Key findings from a Deloitte U.S. survey of 211 U.S.-based CIOs and technology leaders revealed nearly two-thirds (63%) of technology leaders now report directly to the CEO, indicating the elevated importance of the CIO role.
Survey results indicated that to succeed, CIOs must exhibit a blend of traditional tech and business traits, including driving transformation and innovation (59%), delivering topline value (57%), and serving as change agents (54%).
The top priority in 2024 for CIOs is shaping, aligning and delivering a unified tech strategy and vision, cited by 46% of those surveyed.

In contrast, only one-third (35%) would consider embracing AI, data, analytics and machine learning as their primary focus.

The report found CIOs are focused on their soft skills, so they can effectively partner with non-technical teams.
For example, reporting metrics and outcomes in business terms that resonate with executive stakeholders and tying technology initiatives back to financial and strategic impacts.

Sparking Ambition, Maintaining IT Integrity

Lou DiLorenzo, principal and national U.S. CIO program leader at Deloitte Consulting, said CIOs and tech leaders need to spark the ambitions of entire companies while maintaining the integrity of the infrastructure that enables it all.
“The technology executives who do this well embrace a growth mindset, lead with humility, and cultivate an insatiable curiosity,” he said.

He noted in the past, CIOs and other tech leaders had the responsibility of being the technical experts of an organization — the back-office leaders who run IT and keep the lights on.

“As technology moves beyond underpinning the business to being the business, CIOs and IT professionals are not just tasked with their traditional operator responsibilities DiLorenzo said. Now they must be in lockstep with the business to deliver value and outcomes through technology, driving everything from innovation to customer experience to new revenue streams.

He explained that while this expanding mandate is not without its challenges, CIOs have an immense opportunity to show up differently and propel their organizations toward new levels of success.

“With the evolving role of CIO focusing more on strategic priorities and business outcomes, we see the responsibilities of IT professionals shifting in a few ways,” he said.

CIOs and C-Suite Collaboration

Anjali Shaikh, managing director and U.S. CIO Program Experience director at Deloitte Consulting, noted that the relationship between the CIO and other C-suite executives, particularly the CEO, has evolved due to technology’s central role in business strategy.

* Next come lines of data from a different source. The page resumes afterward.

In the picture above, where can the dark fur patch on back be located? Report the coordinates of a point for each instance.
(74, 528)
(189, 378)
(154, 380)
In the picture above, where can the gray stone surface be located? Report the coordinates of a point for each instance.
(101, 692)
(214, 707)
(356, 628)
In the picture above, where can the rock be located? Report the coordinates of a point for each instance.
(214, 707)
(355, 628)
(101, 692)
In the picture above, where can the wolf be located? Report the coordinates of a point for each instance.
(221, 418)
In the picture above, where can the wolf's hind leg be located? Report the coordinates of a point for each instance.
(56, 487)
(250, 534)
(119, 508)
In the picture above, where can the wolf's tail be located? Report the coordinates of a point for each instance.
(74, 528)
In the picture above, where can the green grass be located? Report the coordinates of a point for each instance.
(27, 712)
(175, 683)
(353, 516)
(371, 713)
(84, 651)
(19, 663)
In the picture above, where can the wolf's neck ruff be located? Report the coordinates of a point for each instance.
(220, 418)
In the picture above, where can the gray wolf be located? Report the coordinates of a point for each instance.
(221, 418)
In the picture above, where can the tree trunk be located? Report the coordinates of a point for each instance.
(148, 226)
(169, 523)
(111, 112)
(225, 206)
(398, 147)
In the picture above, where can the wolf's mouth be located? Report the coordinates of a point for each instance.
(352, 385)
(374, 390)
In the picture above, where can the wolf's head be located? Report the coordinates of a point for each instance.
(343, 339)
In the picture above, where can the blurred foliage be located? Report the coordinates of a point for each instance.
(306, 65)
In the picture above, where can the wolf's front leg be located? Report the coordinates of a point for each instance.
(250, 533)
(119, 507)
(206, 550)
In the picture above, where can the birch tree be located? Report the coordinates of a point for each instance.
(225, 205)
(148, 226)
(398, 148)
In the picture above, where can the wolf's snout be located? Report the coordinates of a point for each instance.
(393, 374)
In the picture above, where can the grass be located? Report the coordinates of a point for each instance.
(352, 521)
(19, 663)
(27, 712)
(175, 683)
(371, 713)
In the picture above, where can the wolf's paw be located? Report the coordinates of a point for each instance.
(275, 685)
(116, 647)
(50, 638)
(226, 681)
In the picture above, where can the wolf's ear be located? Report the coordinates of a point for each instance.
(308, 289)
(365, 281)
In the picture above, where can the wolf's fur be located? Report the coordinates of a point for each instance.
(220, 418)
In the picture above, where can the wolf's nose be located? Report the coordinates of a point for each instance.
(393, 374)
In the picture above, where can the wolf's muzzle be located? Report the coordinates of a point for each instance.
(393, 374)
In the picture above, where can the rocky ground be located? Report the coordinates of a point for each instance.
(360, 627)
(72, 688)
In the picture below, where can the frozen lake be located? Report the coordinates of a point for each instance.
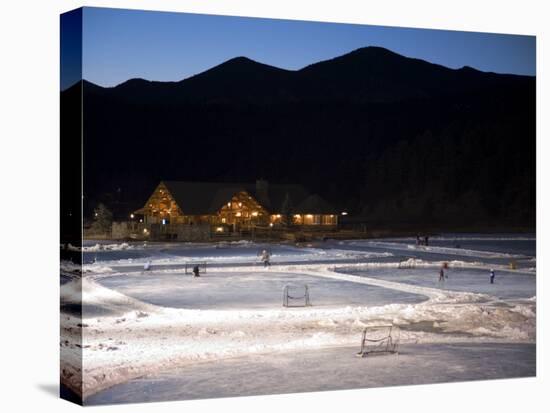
(243, 290)
(163, 334)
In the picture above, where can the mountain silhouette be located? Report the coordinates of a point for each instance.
(377, 133)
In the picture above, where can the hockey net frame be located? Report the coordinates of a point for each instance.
(380, 339)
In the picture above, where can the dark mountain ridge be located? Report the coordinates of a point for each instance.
(376, 133)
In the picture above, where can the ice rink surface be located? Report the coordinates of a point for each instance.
(328, 369)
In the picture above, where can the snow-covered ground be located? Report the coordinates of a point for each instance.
(163, 322)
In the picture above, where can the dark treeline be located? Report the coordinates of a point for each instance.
(447, 155)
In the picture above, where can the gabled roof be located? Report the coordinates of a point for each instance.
(207, 198)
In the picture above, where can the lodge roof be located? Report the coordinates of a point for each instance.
(206, 198)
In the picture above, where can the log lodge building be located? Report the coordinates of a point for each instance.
(175, 207)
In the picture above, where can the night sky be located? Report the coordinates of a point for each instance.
(122, 44)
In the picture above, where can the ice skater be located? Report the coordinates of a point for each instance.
(265, 258)
(441, 274)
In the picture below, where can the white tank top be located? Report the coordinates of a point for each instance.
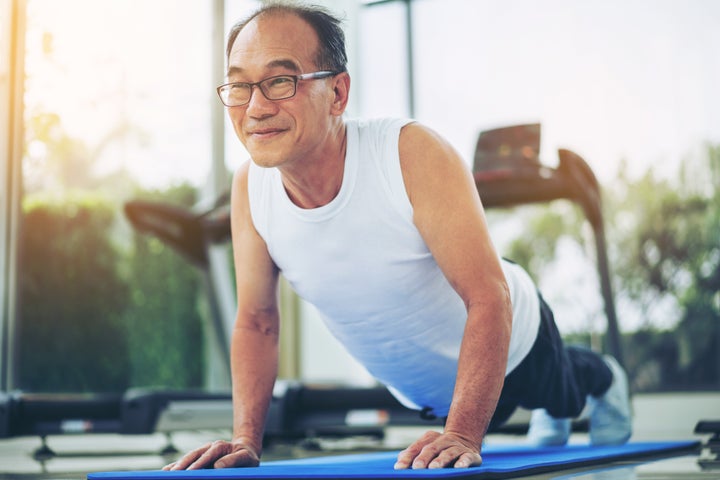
(362, 263)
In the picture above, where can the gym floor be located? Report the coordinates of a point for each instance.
(657, 417)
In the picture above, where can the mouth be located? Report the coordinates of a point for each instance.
(265, 133)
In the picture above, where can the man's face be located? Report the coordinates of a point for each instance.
(282, 131)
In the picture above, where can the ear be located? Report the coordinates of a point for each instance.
(341, 92)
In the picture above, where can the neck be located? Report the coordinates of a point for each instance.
(317, 179)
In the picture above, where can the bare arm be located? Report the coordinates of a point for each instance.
(449, 215)
(254, 347)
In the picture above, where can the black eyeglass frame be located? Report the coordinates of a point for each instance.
(295, 78)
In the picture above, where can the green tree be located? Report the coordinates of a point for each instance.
(72, 298)
(164, 324)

“We’ve even seen a significant increase in the number of technology leaders who report directly to the CEO, a jump to 63% from the 41% reported in 2015,” she explained.

This change in reporting structures not only signifies technology’s elevated status within organizations but also imposes a greater responsibility on CIOs to communicate the impact of technology clearly and consistently.

“This is an area where we often see our clients struggle, for CIOs to secure their place at the executive table, they need to effectively measure how technology is advancing strategic priorities and communicate this to everyone from the CEO and board to their C-suite peers,” Shaikh said.

She explained the CIO is now viewed as a strategic partner rather than merely a support function, therefore being included earlier in strategic planning discussions.

Meanwhile, collaboration between the CIO and peers like the CFO and CMO has increased to identify opportunities for technology to impact various business functions.

DiLorenzo noted tomorrow’s CIOs will need to continue to be multilingual, empathetic and agile leaders who can effectively paint a clear picture of a future that doesn’t yet exist.

“They’ll need to influence differently, meaning they’ll need to be more attuned to what the individuals on their teams or the leaders in other departments need most and then deliver on that,” he said. “Change happens one person at a time, one task at a time, one customer phone call at a time.”